«Режим не выживет, силовики его угробят, как Гитлер — Германию»

Политтехнолога Аббаса Галлямова объявили в розыск (но не за фразу в заголовке). Подозреваемый дал показания Ирине Тумаковой



Российское МВД объявило в розыск политтехнолога Аббаса Галлямова. В нулевых он был сначала замом представителя президента Башкортостана при президенте РФ, а потом — спичрайтером правительства, которое возглавлял Владимир Путин. За полтора месяца до того, как стало известно о розыске, Галлямова внесли в РФ в реестр «иноагентов» за антивоенные высказывания и выступления перед иностранными слушателями. Что вменяют Галлямову уже на криминальном уровне, за что разыскивают, а главное — зачем, неизвестно. «Новая-Европа» поинтересовалась у самого политтехнолога, чем еще он насолил родине.

— Аббас, за что вас объявили в розыск?

— Я пока не в курсе, сам об этом узнал от журналистов. Никаких официальных уведомлений не было. Могу предположить, что речь идет о статье по поводу дискредитации армии. Вряд ли они там для меня что-то индивидуальное стали придумывать. Они ее сейчас всем шьют. У них машина уже настроена.

— Простите за идиотский вопрос, но почему до вас дело дошло только сейчас? Вы их, вообще-то, довольно давно и успешно дискредитируете. Причем не только армию.

— Вопрос, на самом деле, очень правильный. То, что они раньше дело против меня не возбуждали, а теперь возбудили, я воспринимаю как еще один косвенный признак того, что сейчас происходит перетекание контроля над политическим процессом от Администрации президента к силовикам.

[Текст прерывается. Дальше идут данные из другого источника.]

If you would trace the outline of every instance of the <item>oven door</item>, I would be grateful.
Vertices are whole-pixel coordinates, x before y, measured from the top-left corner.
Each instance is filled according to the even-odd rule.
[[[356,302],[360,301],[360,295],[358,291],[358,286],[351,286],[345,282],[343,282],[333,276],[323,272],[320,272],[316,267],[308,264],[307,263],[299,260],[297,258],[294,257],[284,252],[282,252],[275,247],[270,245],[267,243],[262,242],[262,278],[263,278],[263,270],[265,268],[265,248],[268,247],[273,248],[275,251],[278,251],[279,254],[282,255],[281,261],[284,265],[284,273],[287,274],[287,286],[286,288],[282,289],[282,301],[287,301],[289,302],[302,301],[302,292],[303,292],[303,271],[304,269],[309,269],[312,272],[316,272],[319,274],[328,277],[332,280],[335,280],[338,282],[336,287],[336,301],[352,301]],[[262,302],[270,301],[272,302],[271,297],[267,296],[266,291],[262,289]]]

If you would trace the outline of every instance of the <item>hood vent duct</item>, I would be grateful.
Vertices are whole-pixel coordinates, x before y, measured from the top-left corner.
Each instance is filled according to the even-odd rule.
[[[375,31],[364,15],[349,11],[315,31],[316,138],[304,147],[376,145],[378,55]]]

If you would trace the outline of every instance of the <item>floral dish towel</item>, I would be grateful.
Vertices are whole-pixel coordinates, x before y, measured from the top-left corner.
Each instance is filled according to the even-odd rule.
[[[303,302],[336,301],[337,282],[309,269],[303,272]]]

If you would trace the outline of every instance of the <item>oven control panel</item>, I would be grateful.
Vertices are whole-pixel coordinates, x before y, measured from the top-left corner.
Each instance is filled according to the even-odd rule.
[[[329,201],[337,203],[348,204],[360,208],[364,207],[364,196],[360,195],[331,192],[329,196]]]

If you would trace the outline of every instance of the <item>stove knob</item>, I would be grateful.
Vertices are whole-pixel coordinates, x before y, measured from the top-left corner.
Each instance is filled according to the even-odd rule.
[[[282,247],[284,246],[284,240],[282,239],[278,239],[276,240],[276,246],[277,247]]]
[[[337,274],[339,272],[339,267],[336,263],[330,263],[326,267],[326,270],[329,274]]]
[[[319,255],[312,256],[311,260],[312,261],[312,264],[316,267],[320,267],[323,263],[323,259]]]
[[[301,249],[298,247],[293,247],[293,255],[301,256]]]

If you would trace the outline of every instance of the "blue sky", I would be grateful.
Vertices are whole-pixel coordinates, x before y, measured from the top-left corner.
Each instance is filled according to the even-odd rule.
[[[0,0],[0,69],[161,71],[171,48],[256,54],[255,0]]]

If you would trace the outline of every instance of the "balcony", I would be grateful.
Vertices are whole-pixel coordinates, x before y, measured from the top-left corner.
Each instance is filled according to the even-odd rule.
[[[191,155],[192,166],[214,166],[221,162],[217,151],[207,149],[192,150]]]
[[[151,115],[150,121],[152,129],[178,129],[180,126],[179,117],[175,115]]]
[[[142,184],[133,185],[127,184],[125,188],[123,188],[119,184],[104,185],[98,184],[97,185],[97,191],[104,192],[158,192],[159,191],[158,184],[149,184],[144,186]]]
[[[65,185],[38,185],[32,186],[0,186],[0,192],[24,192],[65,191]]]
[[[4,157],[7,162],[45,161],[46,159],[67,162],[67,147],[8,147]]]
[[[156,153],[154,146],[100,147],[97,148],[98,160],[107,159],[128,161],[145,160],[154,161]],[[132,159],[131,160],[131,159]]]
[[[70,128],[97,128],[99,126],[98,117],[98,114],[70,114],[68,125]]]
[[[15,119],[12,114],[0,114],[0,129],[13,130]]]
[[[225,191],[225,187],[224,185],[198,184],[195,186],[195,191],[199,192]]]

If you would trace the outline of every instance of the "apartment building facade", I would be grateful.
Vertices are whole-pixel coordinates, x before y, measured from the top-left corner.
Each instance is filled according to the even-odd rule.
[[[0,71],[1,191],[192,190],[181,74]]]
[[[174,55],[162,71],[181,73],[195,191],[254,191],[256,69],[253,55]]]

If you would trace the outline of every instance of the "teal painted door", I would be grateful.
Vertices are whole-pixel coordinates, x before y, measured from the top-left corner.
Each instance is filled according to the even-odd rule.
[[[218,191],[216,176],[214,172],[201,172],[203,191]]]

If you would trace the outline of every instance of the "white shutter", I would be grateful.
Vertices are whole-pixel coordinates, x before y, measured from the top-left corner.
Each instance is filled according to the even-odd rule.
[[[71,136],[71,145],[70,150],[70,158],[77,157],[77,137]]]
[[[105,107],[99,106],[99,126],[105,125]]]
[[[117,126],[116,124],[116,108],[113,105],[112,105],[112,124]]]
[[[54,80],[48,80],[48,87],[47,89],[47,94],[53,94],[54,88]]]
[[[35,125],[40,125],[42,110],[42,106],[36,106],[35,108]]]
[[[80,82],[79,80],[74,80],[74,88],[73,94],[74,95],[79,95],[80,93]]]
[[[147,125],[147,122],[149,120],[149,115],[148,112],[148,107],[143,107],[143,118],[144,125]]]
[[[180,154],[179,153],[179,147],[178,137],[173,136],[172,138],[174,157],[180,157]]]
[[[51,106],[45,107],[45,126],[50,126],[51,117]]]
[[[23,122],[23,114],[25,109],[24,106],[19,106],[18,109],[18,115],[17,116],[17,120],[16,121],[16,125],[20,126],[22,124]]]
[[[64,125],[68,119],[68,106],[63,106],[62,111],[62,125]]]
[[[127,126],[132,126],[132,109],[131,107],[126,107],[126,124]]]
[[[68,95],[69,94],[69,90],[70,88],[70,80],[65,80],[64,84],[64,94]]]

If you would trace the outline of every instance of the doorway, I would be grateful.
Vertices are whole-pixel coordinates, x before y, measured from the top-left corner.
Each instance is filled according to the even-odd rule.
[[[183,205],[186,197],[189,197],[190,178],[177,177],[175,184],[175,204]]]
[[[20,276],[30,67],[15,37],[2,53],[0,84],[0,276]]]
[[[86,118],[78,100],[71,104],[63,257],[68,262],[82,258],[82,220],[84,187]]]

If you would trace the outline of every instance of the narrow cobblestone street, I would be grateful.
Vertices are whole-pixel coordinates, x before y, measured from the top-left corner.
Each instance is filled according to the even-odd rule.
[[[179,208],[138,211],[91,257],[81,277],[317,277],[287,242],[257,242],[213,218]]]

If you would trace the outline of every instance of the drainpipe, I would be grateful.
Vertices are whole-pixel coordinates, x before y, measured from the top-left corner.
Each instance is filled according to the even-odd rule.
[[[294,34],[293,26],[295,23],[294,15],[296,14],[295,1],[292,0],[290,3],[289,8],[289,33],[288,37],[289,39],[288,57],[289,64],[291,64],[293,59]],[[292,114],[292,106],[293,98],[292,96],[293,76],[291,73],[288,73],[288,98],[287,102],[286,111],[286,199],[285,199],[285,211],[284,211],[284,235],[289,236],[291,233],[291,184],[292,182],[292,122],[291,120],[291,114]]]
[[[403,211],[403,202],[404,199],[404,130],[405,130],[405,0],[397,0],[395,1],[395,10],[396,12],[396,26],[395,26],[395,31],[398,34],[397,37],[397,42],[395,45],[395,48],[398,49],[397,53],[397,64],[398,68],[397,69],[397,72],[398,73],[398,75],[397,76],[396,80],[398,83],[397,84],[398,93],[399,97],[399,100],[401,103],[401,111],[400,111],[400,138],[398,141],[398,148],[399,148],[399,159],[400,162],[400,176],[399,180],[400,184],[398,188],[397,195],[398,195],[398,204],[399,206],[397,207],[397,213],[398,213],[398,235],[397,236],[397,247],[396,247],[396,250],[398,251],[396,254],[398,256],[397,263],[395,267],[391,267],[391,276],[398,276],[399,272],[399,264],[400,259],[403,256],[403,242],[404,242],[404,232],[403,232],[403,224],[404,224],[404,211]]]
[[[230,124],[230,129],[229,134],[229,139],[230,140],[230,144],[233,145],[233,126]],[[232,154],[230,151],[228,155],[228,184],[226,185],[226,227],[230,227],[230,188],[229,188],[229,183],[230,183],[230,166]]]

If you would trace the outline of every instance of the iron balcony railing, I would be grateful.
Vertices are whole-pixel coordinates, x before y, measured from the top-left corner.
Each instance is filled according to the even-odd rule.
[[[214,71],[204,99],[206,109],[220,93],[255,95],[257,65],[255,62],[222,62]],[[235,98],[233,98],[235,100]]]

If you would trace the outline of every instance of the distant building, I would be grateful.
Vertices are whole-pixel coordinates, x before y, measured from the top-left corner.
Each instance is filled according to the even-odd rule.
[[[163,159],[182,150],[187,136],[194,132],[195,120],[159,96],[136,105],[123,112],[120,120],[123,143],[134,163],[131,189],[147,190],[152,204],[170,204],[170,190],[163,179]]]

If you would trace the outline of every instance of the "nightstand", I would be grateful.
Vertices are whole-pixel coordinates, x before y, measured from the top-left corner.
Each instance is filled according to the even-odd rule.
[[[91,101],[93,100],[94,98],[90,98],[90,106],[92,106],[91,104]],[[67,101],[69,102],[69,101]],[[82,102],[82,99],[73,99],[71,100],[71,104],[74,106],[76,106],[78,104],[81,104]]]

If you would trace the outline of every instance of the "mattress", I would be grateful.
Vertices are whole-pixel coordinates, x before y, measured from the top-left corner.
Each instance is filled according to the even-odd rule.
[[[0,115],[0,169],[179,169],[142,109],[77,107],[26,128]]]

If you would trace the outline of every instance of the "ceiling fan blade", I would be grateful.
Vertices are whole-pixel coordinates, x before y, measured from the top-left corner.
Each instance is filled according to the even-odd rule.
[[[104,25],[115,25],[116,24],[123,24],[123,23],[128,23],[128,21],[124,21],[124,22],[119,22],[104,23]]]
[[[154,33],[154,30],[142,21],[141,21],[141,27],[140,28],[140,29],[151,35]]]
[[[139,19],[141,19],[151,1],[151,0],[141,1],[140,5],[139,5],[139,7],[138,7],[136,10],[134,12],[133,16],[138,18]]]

В Администрации президента люди в политике разбираются, они понимают, что в условиях репрессивного и теряющего легитимность режима возбуждение уголовного дела — это, по сути, реклама человека, против которого оно возбуждено. Там понимают, что это контрпродуктивно — возбуждать дело, повышая статус человека, его значимость. Поэтому

пока решение зависело от АП, никаких дел против меня никто не возбуждал. Они меня не любили, но терпели. А чекисты в таких деликатных материях не разбираются,

такие вещи, как легитимность, реклама, доверие или недоверие, — это вообще слова не из их лексикона. Они делают то, что умеют, а умеют они только возбуждать уголовные дела.



— Вы сейчас разделили Администрацию президента и силовиков. Разве это не одно и то же уже давно?

— Нет, конечно.

— А где проходит граница? В Администрации президента полно силовиков.

— Я говорю о внутриполитическом блоке, а не об администрации в целом. Понятно, что там есть управления, которые силовикам полностью подконтрольны. Такие, как, например, управление кадров. Но внутриполитический блок на протяжении большей части времени был над силовиками. Он ими, конечно, не командовал, но по политическим вопросам последнее слово было за ним. Сейчас всё меняется, режим становится всё более репрессивным, он всё меньше полагается на политический инструментарий и всё больше на силовой, поэтому происходит смещение баланса внутри системы в пользу силовиков. И сейчас видно, что «гражданская часть» системы всё реже возражает силовикам, всё реже им отказывает, всё чаще соглашается. И понятно почему. Они боятся получить обвинение в мягкотелости, в либерализме. Потому что от этого уже один шаг до «пособничества врагу». Сама логика развития процесса, сама динамика толкает ситуацию я эту сторону.

— Это не силовики забирают власть, а политический блок сдает позиции?

— Это одно и то же. Вакуума здесь не бывает, одни сдают — другие забирают.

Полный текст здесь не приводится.